A particular subset of personas facilitates Atwood’s exploration of Confronting Sexism as a Female Author. By revealing her initial decision to publish her poetry under the pen name of M. E. Atwood, the author adds to her discussion of sexist bias, which she says was pervasive and obvious; “everyone knew” male writers’ work would be more respected than their female counterparts. According to Atwood, even successful women writers’ work has been trivialized historically. She writes, “There was Walt Whitman and then there was Emily Dickinson. There was Tennyson and then there was Christina Rossetti. Major. Minor” (141). Using a more masculine pen name could help women writers avoid this unfair judgment but also entailed working within the confines of an unjust system. Atwood’s eventual decision to publish under her full name thus marks a turning point in the narrative by highlighting her increasing determination to confront sexism directly.
In Atwood’s work, the Greek gods of art, Apollo and Hermes, are symbols of different aspects of the writer’s creative process, adding depth to Atwood’s theme of writers’ many selves. Atwood claims that both gods—or qualities—contribute to creative labors. Apollo, being a musician, is representative of writers’ need for “structure and harmony” in their work (xviii). Meanwhile, Hermes, a trickster god with a sense of humor and access to the underworld, is representative of writers’ more anarchic and unpredictable creative energies; when writers “invoke Hermes, opener of doors, […] there is no guarantee about what might lie behind that door” (xix). The author portrays both Apollonian and Hermaean traits as highly necessary to creative work, with each complementing the other. She explains, “That the two gods are joined at the hip is evident in their mythic origin stories: it was Hermes who made Apollo’s lyre in the first place. Most cultures have a version of this duality, since both form and energy are needed for any work of art” (xix). Atwood’s portrayal of Apollo and Hermes as different, but ultimately interdependent and connected, aspects of creativity helps dramatize her argument that creative people contain many “selves.”
A deep appreciation of nature runs throughout Book of Lives. Atwood spent much of her childhood in the woods of Ontario and Quebec, where her father, an entomologist, encouraged her curiosity about the natural world. More than insects, however, it is birds that embody this fascination and love, functioning as a motif related to the memoir’s exploration of identity and the forces that shape it.
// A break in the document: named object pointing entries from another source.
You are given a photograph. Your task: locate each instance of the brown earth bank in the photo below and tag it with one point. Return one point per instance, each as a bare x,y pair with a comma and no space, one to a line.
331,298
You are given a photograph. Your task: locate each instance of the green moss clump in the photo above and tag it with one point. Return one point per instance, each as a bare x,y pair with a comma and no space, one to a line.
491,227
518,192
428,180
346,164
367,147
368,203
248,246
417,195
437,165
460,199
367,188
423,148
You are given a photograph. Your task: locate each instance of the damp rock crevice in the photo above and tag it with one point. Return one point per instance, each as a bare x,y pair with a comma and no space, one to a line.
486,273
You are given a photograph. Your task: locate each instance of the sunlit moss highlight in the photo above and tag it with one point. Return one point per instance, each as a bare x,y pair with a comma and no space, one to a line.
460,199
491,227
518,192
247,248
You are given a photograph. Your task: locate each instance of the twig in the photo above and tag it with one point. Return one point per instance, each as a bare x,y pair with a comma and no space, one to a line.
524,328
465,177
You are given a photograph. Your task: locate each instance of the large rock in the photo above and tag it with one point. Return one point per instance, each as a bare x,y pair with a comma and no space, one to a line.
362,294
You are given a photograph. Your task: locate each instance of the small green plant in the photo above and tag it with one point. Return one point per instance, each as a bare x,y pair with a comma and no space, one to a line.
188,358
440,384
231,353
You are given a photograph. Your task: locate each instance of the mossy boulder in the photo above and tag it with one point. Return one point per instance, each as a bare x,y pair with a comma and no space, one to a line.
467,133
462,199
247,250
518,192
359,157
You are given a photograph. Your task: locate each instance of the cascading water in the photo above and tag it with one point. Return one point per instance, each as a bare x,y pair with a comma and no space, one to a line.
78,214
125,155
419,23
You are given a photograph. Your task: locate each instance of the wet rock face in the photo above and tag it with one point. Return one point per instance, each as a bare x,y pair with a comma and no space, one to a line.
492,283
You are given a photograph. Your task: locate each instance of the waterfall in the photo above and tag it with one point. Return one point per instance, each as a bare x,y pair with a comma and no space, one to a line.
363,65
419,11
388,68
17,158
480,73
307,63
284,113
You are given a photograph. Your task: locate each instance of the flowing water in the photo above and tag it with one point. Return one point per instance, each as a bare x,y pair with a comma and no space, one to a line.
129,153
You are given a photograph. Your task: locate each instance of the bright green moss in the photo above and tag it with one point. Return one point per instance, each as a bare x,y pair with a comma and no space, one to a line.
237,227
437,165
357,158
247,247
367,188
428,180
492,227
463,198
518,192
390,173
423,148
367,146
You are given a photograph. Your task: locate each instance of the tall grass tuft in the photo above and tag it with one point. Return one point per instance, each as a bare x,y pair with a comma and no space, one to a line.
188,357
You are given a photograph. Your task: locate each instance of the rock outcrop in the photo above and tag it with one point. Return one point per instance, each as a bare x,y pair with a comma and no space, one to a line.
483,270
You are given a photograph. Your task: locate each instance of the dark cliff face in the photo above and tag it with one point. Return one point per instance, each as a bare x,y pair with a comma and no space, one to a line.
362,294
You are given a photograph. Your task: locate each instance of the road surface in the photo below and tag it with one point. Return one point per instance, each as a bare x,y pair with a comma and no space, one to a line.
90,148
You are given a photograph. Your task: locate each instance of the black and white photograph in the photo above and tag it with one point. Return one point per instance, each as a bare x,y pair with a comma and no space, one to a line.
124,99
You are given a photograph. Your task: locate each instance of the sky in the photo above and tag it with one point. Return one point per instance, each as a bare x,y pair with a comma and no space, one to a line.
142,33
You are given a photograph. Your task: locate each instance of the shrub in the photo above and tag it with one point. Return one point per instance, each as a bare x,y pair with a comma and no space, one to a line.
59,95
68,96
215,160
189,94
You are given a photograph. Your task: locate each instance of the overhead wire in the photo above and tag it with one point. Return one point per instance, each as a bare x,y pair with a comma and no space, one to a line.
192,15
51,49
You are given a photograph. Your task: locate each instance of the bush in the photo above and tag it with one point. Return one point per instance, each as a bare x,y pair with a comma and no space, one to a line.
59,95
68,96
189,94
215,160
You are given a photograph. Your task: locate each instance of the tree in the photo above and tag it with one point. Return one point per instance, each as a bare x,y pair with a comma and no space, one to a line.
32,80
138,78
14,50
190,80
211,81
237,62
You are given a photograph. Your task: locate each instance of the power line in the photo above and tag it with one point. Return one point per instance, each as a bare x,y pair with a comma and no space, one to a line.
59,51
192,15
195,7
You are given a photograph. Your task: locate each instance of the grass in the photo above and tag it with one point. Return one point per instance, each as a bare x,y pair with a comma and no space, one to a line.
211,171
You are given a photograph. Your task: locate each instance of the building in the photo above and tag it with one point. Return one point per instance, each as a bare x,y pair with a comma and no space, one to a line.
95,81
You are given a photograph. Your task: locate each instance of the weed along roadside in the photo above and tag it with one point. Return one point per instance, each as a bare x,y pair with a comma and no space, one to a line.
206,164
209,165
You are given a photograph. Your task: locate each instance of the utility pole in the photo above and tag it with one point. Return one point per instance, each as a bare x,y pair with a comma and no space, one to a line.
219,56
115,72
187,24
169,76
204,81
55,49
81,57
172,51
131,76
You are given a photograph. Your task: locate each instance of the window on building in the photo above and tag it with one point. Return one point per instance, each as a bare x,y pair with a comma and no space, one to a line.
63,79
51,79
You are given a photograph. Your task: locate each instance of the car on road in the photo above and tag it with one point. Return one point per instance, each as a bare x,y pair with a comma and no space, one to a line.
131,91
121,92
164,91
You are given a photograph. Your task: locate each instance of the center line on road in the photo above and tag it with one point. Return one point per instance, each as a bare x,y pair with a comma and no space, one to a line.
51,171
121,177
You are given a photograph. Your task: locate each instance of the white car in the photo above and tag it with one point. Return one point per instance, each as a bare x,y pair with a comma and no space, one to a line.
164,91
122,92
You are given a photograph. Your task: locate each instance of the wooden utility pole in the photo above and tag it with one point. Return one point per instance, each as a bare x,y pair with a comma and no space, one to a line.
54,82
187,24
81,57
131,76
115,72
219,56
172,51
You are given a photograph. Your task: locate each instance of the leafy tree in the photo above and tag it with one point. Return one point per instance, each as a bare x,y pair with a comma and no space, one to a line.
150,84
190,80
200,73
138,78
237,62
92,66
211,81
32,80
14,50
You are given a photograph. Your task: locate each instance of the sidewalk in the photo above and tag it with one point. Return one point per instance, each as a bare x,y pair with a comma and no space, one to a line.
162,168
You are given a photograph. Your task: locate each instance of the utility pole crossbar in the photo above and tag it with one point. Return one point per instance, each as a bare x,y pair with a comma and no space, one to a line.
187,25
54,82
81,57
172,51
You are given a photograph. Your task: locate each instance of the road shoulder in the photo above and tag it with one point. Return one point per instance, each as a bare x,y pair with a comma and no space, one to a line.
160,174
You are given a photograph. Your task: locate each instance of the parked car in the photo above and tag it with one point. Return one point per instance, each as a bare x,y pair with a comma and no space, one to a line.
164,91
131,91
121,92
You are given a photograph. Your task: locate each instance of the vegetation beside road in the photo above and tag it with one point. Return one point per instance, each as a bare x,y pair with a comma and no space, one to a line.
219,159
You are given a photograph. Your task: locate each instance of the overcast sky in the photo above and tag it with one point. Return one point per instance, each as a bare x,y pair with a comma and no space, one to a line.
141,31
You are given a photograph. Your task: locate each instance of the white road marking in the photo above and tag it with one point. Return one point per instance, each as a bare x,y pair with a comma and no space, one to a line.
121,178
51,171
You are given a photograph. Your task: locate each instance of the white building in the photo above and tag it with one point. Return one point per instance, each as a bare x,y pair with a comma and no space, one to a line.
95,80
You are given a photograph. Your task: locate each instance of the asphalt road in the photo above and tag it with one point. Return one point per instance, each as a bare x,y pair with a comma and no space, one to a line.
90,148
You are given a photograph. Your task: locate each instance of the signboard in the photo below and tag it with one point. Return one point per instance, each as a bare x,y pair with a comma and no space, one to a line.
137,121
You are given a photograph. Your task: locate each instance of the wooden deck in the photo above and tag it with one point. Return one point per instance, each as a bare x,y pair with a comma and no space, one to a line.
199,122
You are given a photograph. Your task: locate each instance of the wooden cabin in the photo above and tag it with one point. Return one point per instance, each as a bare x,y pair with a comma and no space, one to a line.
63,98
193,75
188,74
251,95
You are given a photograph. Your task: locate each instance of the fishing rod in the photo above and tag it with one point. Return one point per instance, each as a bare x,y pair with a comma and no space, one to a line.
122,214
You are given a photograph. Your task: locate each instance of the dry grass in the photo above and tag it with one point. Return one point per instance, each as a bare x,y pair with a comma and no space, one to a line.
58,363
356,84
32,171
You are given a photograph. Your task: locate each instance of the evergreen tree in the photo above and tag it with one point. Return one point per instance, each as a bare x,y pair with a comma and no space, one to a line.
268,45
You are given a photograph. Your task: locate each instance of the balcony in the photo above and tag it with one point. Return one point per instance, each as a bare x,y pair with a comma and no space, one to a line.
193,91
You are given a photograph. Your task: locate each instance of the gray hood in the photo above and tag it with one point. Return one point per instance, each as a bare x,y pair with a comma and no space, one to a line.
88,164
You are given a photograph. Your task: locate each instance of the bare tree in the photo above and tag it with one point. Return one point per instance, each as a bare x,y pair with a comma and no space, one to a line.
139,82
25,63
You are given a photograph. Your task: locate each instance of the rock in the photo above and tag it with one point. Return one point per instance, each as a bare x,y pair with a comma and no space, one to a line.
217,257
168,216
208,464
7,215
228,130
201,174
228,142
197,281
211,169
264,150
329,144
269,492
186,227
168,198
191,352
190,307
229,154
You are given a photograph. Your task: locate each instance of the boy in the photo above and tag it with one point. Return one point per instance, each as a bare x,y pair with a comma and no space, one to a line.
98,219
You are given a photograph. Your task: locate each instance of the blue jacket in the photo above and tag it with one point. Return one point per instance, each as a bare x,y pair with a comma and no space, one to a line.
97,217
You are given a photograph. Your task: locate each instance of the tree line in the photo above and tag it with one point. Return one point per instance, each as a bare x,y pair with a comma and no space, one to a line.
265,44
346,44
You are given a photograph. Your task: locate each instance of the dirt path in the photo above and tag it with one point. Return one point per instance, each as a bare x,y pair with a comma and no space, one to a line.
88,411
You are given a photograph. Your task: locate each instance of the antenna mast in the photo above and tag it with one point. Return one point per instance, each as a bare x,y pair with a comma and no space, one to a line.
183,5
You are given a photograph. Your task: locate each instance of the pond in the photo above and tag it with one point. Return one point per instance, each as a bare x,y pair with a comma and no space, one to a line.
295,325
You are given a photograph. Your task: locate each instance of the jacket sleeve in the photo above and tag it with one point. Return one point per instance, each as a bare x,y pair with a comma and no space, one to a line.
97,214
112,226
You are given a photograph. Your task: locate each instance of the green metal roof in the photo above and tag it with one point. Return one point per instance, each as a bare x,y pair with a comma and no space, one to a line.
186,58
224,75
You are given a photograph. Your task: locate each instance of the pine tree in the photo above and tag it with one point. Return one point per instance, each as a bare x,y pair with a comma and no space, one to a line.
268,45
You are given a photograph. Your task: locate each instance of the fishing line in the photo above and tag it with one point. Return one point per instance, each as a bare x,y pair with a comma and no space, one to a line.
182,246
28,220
As an adult, Atwood began birdwatching with her husband, and the activity helped them connect to both one another and their past. Atwood’s account of how Graeme picked up the hobby implicitly serves as an origin story for her, as well:
This bird [a red-tailed hawk that dove at him] was a guide for him—a doorway back into a world he had loved as a child. The great northern forest, the wolves howling in the distance, the calls of loons, the hooting of owls, the wind in the trees, the waves on the shore (317).
The world Atwood describes here is the same one she grew up in, suggesting that birds and birdwatching helped her revisit her childhood self and experiences amid her increasing celebrity. Later passages underscore the link between birdwatching and an identity utterly separate from her public persona. Describing how someone asked her whether she was Margaret Atwood during spring migration, she explains that she responded, “Not today,” and reflects: “‘Being famous—even a little famous, as I was then—shouldn’t be a twenty-four-hour occupation […] I don’t usually say ‘Not today,’ but spring migration is sacrosanct” (380). Finally, while discussing her husband’s dementia, she recounts him remarking, “I no longer know the names of the birds […] But then, they don’t know my name either” (536). Birding here becomes a form of mutual recognition that does not hinge on reputation or even on language, affirming the deepest parts of Graeme’s identity.